Su reputación como periodista empezó a adquirirla en 1946 con una columna en L’Aurore. En 1962 pasó a Le Figaro, donde durante 33 años escribió una breve crónica diaria en primera página bajo el rótulo «Cavalier Seul». La última, publicada el día antes de su muerte, estuvo dedicada a la necesidad de espíritu en una Europa dominada por el interés material: «Si el interés es un agente de cohesión eficaz cuando los negocios marchan bien -escribía-, cuando van mal no hay explosivo más potente». Este caballero solitario era, en efecto, un espíritu libre e independiente, que hacía gala de un humor irónico y sin odio contra las ideas que consideraba falsas. Iba a su aire, sin preocuparse de lo que dictaba la moda de las ideas. «Nuestros intelectuales -decía- están siempre dispuestos a poner en duda una verdad, pero rara vez un error».

Su pluma abordó también con frecuencia los asuntos religiosos, yendo muchas veces a contra corriente de la opinión dominante. Pues no sólo su «experiencia» de Dios sino también su sentido crítico le vacunaron contra espejismos que encandilaban a muchos. «Era el más escéptico de los creyentes. Era el más divertido de los apóstoles», ha sentenciado el también académico Jean d’Ormesson. Se mantuvo así al margen de camarillas, en un catolicismo francés propenso a secundar tendencias tradicionalistas o izquierdistas. Como ha dicho Alain Peyrefitte, «no era de ninguna capilla, porque creía en la Iglesia».

A quien siguió sin reservas fue a Juan Pablo II. Ya pocos meses después de su elección advertía: «No sólo el pueblo cristiano, sino los pueblos, han percibido inmediatamente que se les enviaba un defensor, firme en sus decisiones, sólidamente asentado en el Evangelio e impermeable a la intimidación». Surgió así la amistad entre Frossard y Juan Pablo II, y de sus encuentros nació el primer libro de diálogos con el Papa, ¡No tengáis miedo! (1982), al que seguiría Retrato de Juan Pablo II (1988) y El mundo de Juan Pablo II (1991).
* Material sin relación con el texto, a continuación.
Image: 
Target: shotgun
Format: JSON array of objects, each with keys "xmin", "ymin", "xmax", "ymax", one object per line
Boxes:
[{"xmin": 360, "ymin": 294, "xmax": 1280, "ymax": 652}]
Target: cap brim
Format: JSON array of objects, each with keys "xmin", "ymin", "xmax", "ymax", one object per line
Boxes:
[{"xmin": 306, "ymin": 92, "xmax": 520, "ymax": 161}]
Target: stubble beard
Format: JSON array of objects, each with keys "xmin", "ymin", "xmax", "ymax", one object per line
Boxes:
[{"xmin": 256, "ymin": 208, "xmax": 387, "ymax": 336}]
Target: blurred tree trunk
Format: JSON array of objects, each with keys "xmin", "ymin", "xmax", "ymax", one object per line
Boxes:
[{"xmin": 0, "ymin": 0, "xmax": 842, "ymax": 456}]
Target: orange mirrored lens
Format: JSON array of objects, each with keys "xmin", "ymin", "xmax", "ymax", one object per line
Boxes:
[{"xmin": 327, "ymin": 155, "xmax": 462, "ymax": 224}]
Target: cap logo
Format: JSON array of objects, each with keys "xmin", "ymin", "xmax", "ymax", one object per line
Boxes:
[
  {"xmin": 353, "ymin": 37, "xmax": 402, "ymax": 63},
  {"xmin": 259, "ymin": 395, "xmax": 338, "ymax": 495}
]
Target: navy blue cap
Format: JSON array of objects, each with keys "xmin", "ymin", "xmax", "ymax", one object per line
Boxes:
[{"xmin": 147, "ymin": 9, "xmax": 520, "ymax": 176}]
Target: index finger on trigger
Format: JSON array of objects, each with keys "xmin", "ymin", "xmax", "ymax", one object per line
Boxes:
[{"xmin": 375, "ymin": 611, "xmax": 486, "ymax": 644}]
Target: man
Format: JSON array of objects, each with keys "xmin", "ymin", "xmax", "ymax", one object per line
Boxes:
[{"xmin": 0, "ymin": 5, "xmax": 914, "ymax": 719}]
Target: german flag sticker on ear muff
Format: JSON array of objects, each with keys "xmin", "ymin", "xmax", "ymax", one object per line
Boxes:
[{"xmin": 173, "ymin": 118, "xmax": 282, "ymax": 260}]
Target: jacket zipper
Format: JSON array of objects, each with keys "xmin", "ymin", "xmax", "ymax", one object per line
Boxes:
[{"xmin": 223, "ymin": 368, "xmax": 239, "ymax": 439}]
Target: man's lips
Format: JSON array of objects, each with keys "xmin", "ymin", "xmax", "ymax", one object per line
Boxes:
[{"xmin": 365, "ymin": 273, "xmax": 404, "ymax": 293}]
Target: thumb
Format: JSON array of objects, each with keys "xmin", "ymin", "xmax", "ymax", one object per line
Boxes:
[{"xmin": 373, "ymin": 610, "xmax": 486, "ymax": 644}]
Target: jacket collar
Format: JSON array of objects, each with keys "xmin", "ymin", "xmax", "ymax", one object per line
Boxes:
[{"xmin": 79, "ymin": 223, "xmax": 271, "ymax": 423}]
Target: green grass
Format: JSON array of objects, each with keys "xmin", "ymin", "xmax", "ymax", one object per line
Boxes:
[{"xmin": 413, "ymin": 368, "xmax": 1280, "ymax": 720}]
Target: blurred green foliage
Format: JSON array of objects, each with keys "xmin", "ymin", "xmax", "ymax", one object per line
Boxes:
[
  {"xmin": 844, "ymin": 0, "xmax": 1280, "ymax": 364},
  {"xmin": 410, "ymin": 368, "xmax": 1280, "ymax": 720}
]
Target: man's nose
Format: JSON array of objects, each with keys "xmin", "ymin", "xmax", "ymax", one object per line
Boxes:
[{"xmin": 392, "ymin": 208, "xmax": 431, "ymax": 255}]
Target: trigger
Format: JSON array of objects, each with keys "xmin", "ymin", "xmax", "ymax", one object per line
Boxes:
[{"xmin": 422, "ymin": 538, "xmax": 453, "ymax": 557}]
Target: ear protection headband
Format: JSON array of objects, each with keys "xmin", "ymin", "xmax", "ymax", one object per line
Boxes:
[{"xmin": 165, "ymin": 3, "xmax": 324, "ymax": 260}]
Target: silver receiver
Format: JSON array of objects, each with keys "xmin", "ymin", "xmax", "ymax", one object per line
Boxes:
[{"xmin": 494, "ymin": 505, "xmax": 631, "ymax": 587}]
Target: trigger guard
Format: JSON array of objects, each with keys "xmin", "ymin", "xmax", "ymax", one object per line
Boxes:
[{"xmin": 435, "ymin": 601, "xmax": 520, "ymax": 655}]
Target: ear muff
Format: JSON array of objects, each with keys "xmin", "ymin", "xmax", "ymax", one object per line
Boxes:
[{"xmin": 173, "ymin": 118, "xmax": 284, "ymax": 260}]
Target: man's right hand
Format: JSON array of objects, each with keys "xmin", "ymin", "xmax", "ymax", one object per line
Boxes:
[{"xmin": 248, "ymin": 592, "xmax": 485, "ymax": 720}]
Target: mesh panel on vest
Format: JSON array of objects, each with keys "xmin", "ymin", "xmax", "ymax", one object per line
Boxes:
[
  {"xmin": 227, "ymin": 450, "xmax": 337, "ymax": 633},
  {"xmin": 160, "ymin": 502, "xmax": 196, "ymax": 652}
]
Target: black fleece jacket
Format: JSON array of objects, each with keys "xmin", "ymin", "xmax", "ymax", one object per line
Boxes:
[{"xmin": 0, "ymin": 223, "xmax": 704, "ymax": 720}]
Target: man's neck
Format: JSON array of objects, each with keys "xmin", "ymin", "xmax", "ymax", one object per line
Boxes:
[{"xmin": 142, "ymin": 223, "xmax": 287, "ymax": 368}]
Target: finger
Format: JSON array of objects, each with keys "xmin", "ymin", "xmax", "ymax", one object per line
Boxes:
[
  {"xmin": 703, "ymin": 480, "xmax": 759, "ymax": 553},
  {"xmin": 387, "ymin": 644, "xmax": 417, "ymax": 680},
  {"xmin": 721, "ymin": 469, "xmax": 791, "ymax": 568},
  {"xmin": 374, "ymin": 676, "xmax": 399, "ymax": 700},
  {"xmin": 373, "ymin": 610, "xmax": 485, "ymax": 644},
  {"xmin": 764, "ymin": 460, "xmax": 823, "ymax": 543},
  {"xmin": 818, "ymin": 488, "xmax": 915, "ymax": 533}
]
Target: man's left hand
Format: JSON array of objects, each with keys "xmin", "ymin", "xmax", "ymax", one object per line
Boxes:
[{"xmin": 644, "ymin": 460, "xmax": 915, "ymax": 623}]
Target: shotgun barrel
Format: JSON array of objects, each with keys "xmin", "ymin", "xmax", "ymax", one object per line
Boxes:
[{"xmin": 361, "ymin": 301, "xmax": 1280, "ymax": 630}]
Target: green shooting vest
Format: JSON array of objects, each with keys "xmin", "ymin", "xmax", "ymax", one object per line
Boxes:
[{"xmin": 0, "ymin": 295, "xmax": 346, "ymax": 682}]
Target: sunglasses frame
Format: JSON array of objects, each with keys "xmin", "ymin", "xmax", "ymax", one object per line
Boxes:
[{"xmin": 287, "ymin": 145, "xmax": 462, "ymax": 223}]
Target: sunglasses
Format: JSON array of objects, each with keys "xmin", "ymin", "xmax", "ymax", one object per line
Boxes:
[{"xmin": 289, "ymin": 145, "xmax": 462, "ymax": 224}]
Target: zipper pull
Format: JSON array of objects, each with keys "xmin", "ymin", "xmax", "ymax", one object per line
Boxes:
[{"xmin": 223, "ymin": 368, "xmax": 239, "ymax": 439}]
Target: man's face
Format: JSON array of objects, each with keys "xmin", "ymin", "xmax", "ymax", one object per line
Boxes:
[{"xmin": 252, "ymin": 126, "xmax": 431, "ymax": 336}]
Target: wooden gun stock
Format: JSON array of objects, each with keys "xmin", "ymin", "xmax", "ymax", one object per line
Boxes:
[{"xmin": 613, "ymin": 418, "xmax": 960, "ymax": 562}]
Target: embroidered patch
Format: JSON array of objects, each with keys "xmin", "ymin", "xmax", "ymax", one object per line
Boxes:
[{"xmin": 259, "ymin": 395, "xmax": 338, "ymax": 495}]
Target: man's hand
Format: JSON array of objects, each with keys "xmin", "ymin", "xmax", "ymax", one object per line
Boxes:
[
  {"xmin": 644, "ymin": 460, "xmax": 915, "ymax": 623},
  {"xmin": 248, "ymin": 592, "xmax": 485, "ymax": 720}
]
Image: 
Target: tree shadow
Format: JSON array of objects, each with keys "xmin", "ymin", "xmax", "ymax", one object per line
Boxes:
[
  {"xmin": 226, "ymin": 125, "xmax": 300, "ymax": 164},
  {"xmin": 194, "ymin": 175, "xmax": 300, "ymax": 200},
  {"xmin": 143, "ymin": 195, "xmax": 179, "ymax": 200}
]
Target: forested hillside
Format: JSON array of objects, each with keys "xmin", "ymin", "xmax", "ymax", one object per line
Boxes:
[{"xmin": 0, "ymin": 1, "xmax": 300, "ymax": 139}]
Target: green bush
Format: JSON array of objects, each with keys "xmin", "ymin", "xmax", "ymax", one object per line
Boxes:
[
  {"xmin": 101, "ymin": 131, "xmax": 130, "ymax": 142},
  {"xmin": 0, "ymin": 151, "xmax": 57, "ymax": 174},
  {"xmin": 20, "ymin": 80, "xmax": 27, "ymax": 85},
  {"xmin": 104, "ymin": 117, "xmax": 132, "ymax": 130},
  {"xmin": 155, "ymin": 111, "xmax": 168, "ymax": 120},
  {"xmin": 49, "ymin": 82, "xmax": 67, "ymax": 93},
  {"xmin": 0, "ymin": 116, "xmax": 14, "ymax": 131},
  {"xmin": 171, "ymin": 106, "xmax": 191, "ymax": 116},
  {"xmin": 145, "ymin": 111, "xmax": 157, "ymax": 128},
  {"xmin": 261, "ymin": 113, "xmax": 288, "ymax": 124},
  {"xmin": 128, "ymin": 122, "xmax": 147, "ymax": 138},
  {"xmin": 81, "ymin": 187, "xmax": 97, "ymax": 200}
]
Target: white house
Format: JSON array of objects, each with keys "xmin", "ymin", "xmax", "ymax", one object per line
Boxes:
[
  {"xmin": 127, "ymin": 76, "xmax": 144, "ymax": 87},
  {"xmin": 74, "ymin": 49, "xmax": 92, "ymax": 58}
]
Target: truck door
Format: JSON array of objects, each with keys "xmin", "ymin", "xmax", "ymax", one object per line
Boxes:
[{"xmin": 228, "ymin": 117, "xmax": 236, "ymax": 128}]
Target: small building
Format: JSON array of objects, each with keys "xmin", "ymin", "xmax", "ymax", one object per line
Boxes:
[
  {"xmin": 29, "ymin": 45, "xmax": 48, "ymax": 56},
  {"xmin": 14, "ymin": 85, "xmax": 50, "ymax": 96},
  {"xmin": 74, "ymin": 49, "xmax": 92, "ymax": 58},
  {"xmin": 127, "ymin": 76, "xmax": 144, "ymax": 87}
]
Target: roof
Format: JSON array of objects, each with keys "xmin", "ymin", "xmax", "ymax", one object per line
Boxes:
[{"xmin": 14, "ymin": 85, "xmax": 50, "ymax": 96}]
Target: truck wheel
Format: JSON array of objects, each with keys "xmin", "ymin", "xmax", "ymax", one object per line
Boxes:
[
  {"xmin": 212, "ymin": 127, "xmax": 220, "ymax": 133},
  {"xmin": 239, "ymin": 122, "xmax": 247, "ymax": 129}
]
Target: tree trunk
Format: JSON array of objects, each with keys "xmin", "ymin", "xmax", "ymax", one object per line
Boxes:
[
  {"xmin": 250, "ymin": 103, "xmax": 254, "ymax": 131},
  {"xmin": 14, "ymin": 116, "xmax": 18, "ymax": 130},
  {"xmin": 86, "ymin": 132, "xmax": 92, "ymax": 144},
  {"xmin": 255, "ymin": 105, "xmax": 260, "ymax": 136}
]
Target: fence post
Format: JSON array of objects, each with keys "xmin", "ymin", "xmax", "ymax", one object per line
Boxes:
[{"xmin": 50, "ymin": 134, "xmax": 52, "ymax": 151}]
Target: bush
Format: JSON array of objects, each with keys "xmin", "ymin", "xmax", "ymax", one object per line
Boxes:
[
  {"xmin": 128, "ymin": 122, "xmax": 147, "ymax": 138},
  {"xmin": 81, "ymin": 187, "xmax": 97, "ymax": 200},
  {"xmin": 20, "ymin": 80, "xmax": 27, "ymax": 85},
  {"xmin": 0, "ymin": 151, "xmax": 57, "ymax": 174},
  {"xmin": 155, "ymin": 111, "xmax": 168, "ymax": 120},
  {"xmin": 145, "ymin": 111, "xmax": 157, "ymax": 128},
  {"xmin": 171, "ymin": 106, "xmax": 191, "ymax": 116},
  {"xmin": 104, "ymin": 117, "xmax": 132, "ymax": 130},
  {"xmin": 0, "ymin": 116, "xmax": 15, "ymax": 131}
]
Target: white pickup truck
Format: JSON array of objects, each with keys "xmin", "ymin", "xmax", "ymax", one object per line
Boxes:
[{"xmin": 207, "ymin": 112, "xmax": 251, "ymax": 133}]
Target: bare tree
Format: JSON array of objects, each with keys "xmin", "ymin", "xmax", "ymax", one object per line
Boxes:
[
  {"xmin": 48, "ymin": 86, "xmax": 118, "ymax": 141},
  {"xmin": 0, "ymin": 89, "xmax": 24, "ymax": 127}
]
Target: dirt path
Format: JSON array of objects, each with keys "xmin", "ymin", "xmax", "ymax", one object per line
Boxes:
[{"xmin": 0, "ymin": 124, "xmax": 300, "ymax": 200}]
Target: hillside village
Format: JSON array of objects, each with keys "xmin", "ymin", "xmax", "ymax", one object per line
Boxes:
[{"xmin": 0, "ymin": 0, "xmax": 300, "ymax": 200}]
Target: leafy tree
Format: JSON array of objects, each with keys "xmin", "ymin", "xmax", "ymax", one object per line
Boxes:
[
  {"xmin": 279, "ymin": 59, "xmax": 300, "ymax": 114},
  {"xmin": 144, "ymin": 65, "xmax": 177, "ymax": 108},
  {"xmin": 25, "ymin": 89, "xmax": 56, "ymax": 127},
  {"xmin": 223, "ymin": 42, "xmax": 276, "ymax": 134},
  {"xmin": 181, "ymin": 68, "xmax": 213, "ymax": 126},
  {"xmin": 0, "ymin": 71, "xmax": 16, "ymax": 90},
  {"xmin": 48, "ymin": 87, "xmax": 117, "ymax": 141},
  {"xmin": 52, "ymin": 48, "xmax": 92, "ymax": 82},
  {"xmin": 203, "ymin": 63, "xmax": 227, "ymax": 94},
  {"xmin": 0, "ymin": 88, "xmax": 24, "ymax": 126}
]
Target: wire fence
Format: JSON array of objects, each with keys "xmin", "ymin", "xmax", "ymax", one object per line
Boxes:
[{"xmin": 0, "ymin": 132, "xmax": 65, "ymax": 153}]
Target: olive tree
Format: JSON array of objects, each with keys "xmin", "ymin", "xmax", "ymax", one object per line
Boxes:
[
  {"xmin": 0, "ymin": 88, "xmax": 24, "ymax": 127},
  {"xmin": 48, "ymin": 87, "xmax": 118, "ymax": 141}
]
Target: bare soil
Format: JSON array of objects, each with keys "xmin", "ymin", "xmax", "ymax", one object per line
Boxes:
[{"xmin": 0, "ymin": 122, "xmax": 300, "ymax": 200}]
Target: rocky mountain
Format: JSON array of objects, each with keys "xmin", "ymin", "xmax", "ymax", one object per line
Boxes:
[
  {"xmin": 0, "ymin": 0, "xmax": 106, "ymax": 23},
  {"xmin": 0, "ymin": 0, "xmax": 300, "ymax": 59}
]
A su muerte, Juan Pablo II le ha rendido homenaje en un telegrama a su familia: «Conservo el recuerdo de la vida y de la obra de este laico comprometido generosamente en el seguimiento de Cristo, que ha sabido dar testimonio ante sus contemporáneos de la existencia de Dios y de la fuerza del Evangelio».

Pero entre los 31 libros que escribió Frossard, hay muchos temas. En algunas obras pretendía que el hombre se pusiera en condiciones de escuchar a Dios, pues creía que «Dios habla a todos, pero la mayor parte de nosotros no le dejamos colocar una palabra».

Este deseo de buscar respuestas a los interrogantes sobre el sentido de la vida es la directriz de obras como Preguntas sobre Dios (1990) o Preguntas sobre el hombre (1993). El afán de tender puentes entre judíos y cristianos le llevó a escribir Escucha, Israel (1994). Pero tampoco se privaba de afirmar su visión política en un libro como Excusez-moi d’être français (1992).

Ahora, sesenta años después del primer encuentro en la capilla de la calle Ulm, André Frossard habrá hallado a Aquel que entonces le deslumbró.